Conclusions and future perspectives

Natural aromatic products, such as coumarins, are a group of chemicals of great industrial importance [72]. Within the coumarin family, hydroxycinnamic acids such as p-coumaric acid, caffeic acid, and ferulic acid are also commonly found in plants. With rapid developments in synthetic biology, the design and optimization of microbial cell factories has gradually opened up for natural aromatic product synthesis, applying a new approach for the synthesis of coumarins from renewable sources like lignin or its derived aromatics.

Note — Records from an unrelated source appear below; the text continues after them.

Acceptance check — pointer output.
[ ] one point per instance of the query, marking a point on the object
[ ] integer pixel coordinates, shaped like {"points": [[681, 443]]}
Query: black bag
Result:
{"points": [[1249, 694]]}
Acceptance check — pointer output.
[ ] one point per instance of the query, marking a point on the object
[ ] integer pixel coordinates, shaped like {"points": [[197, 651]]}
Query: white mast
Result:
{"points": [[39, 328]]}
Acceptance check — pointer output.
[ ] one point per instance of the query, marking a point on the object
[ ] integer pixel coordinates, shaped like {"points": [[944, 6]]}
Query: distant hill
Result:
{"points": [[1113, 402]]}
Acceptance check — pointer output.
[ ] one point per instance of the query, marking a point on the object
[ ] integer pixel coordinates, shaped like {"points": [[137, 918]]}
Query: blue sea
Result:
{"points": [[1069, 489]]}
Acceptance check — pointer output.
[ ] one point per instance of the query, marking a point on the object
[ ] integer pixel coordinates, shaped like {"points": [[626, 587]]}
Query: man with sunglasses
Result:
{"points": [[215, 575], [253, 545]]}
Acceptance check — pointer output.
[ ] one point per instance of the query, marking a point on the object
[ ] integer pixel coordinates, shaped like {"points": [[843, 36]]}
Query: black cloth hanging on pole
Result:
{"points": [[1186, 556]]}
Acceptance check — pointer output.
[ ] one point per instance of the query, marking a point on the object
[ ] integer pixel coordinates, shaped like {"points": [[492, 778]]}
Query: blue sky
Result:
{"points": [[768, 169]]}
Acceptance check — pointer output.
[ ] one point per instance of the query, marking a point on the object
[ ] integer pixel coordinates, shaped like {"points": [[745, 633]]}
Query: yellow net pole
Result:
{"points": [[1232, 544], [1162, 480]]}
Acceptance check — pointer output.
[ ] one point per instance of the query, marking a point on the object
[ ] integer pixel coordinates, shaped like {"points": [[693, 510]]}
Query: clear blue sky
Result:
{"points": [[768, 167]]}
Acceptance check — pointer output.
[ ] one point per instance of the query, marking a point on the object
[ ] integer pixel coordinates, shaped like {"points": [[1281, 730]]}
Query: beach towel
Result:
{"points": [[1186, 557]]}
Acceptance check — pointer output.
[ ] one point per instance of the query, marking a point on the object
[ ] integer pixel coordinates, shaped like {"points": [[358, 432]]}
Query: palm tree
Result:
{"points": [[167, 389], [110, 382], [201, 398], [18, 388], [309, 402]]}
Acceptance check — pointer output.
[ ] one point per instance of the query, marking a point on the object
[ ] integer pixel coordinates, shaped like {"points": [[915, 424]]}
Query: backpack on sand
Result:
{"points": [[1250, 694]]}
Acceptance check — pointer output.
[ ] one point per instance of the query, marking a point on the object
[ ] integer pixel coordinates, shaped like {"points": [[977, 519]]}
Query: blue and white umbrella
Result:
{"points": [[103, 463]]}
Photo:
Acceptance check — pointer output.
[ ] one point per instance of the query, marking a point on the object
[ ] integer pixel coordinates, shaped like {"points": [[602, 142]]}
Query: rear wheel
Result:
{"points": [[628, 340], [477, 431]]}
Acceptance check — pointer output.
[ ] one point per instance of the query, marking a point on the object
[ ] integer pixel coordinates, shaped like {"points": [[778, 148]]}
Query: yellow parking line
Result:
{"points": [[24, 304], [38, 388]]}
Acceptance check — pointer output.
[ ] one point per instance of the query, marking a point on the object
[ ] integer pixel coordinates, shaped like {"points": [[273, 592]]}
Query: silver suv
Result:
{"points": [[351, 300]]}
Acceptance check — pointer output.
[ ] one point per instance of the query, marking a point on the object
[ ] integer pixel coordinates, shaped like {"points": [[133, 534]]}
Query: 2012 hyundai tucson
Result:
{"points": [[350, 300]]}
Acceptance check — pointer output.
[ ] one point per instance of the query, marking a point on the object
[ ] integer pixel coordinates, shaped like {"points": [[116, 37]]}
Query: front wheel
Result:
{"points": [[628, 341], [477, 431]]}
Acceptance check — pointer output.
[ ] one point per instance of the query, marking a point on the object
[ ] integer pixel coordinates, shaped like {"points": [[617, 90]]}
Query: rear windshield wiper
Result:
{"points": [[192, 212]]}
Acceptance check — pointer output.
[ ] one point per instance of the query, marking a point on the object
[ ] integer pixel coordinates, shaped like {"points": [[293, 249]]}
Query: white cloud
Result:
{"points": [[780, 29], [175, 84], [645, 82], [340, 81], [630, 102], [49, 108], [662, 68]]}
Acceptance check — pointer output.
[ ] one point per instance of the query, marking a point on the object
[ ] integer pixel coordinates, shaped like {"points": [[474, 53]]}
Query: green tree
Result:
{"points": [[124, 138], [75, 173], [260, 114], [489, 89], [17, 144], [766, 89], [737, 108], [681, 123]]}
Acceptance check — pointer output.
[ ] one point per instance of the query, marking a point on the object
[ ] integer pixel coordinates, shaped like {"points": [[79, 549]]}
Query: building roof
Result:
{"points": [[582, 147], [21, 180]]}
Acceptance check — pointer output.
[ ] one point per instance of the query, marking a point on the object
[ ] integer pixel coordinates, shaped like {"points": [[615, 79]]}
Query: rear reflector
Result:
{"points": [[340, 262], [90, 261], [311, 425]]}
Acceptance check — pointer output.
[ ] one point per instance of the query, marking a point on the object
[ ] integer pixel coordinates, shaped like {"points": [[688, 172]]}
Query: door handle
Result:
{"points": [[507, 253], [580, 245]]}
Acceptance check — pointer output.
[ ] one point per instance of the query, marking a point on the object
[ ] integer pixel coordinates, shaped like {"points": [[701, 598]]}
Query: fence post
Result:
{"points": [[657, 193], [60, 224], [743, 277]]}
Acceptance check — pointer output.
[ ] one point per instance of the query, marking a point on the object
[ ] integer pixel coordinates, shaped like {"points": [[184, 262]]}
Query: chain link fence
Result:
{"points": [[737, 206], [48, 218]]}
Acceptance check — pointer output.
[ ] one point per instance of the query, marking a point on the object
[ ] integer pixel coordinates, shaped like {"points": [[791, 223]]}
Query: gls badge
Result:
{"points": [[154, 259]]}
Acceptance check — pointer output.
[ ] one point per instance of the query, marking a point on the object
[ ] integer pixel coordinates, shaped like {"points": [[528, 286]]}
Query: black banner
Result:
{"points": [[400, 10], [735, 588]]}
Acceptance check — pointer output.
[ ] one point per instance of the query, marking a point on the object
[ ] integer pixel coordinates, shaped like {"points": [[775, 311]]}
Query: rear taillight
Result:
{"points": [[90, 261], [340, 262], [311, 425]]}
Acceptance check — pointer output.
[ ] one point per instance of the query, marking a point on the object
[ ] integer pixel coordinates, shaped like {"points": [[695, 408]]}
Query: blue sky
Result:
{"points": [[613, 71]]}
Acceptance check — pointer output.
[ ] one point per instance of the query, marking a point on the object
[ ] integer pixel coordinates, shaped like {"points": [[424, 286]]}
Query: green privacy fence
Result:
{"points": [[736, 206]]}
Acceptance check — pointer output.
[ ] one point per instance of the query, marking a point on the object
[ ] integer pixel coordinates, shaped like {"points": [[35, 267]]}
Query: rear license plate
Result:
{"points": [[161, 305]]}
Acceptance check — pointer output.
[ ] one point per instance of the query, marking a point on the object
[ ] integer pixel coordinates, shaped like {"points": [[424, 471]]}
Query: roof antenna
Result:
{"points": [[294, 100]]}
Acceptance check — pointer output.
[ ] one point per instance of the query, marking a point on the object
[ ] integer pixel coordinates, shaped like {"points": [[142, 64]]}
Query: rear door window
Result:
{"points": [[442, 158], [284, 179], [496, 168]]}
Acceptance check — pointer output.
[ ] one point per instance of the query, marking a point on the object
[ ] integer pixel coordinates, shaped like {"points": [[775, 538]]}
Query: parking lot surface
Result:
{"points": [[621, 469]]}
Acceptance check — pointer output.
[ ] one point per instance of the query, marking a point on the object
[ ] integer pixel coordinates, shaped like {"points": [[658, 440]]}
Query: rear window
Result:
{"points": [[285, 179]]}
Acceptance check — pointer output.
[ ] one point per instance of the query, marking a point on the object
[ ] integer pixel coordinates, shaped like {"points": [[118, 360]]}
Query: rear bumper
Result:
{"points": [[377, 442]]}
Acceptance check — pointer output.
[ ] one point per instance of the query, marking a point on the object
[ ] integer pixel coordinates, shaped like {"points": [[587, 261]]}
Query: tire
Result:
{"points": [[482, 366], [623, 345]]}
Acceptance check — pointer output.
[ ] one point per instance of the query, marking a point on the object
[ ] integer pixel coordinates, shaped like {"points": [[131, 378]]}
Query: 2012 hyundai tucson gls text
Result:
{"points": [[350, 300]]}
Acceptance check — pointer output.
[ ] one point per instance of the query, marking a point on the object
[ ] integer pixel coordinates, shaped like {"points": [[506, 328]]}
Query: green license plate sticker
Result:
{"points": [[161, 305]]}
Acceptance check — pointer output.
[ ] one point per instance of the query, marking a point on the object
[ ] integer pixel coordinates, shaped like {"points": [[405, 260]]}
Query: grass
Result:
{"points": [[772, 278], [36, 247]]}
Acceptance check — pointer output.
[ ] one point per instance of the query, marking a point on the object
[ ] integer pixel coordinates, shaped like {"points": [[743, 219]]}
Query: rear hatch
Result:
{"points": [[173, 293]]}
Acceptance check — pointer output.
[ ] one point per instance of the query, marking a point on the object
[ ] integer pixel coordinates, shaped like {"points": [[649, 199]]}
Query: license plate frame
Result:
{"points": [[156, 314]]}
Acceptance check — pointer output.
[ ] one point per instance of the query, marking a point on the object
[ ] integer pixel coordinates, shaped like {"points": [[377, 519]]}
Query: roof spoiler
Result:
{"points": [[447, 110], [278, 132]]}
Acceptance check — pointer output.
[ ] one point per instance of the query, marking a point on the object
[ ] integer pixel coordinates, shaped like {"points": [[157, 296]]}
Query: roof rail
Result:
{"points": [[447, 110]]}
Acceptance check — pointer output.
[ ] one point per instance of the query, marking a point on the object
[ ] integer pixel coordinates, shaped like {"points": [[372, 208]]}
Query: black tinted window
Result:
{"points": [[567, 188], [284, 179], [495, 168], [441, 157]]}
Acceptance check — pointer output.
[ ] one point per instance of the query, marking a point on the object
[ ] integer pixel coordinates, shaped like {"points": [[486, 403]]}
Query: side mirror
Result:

Despite the efforts made, cytotoxicity induced by the accumulation of aromatic products remains a continuous challenge that cannot be ignored. Further optimization to improve the tolerance of microbial cell factories has become an essential step for industrial production. In addition, the tolerance of engineered strains can be enhanced by means of adaptive laboratory evolution and genomic rearrangement techniques, along with other methods for finding key tolerance elements and targets. Furthermore, the biosynthesis processes in microbial cell factories should be based on the concepts of economic benefit and low-carbon development. In conclusion, with developments in synthetic biology, the emergence and integration of more and more advanced technologies and genetic tools will accelerate the development of more efficient microbial cell factories and realize feasible industrial production for natural aromatic products.